TO KISS AN ICON
For some twenty years this book has been a favorite traveling companion on the spiritual path. Part spiritual memoir, part travelogue, part poetry, part comedy, it is all treasure. It called to me this Lent, and I answered.
The author begins the book as a confirmed agnostic who saw no validity to traditional religion and especially none to Christianity. His wife had recently converted to Orthodoxy. They find themselves vacationing on Patmos — yes, that Patmos where St. John had the series of visions we call The Revelation — where daily they are surrounded by the culture of Orthodox Christianity. Eventually, they purchase a house there where they lived several months each year.

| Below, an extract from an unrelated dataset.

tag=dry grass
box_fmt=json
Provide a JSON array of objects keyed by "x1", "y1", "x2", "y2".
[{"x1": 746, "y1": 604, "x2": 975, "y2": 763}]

One evening they end up at the Monastery of Diasozousa where the entire town has gathered for the night service of the Feast of the Dormition (the falling asleep of the Blessed Virgin Mary). The monastery houses a wonder-working icon, and the worshipers queue up to kiss it, something that the author has strongly resisted in the past. I quote now from the book:
A long queue of local people was waiting to kiss the wonder-working icon. Not having escaped to the fringes of the crowd, I was pulled in. We shuffled along, and as I chatted with people I knew — the electrician, the grocer, the carpenter, the plumber — I was struck by the fact that these people, practical working men with no very obvious religious slant to their lives, were doing something extremely odd. They were all patiently standing there in their best suits waiting to kiss a painting. What was really going on?

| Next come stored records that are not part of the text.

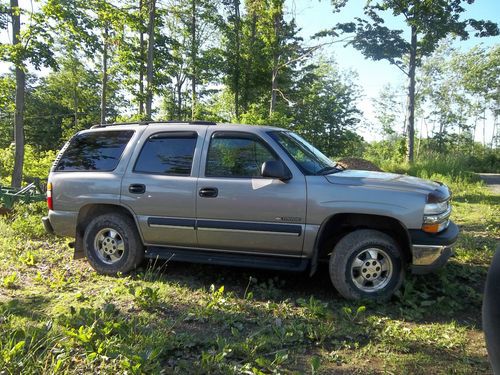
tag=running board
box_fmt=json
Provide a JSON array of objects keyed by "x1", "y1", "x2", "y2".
[{"x1": 145, "y1": 246, "x2": 309, "y2": 272}]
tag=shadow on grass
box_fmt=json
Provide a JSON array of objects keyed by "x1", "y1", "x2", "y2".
[
  {"x1": 141, "y1": 261, "x2": 487, "y2": 328},
  {"x1": 453, "y1": 194, "x2": 500, "y2": 205},
  {"x1": 0, "y1": 295, "x2": 52, "y2": 321}
]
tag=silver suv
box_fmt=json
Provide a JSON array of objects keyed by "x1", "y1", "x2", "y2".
[{"x1": 43, "y1": 122, "x2": 458, "y2": 299}]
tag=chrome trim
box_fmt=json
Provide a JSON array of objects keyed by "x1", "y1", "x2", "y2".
[
  {"x1": 412, "y1": 245, "x2": 451, "y2": 266},
  {"x1": 196, "y1": 227, "x2": 300, "y2": 237},
  {"x1": 148, "y1": 224, "x2": 194, "y2": 230}
]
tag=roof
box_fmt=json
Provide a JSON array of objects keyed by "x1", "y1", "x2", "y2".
[{"x1": 91, "y1": 120, "x2": 283, "y2": 130}]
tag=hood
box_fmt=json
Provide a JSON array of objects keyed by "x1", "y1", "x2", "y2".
[{"x1": 325, "y1": 169, "x2": 442, "y2": 194}]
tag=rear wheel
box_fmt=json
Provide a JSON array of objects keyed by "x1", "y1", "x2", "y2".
[
  {"x1": 83, "y1": 214, "x2": 144, "y2": 275},
  {"x1": 329, "y1": 229, "x2": 405, "y2": 300}
]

I remembered something that Philip Sherrard, an Orthodox writer whom I admired, had written about Western society’s having lost its way. Materialism had become the creed of the majority, and it was opposed not by the churches but by those who claimed a vague spiritual allegiance or inkling which they insisted had nothing to do with “organized religions.” But Sherrard pointed out that any genuine religious tradition provided for some formal discipline as a means of spiritual realization. He wrote that people who attached themselves to these modern, rather gaseous trends of New Worldism were spiritually inferior to the simple believers who practiced a faith sincerely but with only the slightest knowledge of the metaphysical principles on which it was based.

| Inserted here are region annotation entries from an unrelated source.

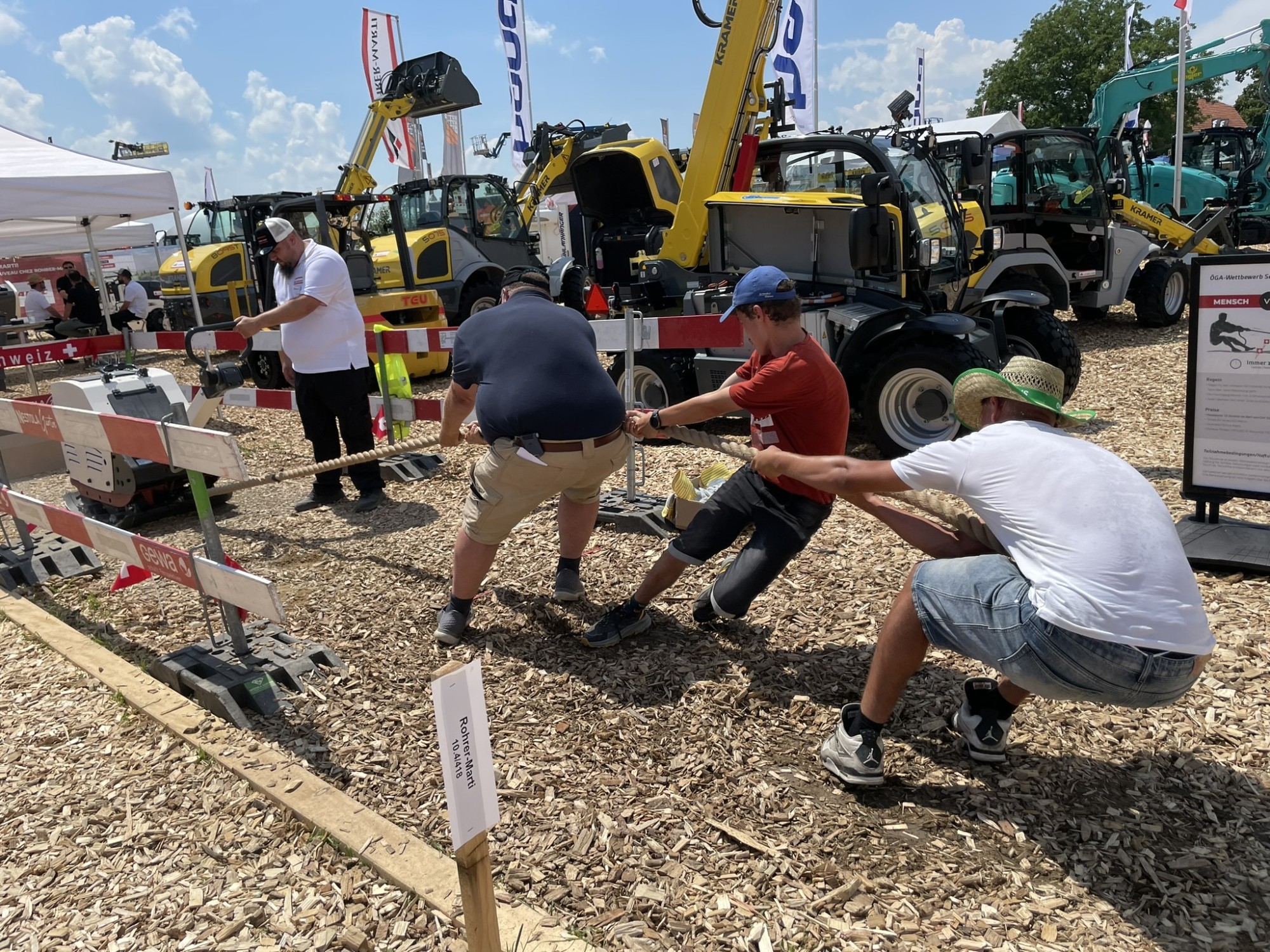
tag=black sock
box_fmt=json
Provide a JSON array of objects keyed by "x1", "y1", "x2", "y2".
[
  {"x1": 966, "y1": 683, "x2": 1019, "y2": 721},
  {"x1": 843, "y1": 707, "x2": 885, "y2": 737}
]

As we stood in the queue at Diasozousa, I realized that these people, by the simple act of kissing the icon, were rejecting the closed system of materialism in which most people of the West are living today. Even if the act is a formal one, done because everybody does it, to revere an icon is to perform an action which proclaims that the material world is not the end — that there is a spiritual dimension to life which we may not understand and which we may ignore in our daily business of living but which on occasions such as this we can come together and publicly acknowledge. To kiss an icon, to cross oneself, to say “an theli o Theos” (God willing), however perfunctorily or unthinkingly these actions are performed, is to strike a blow at the closed universe of the materialists.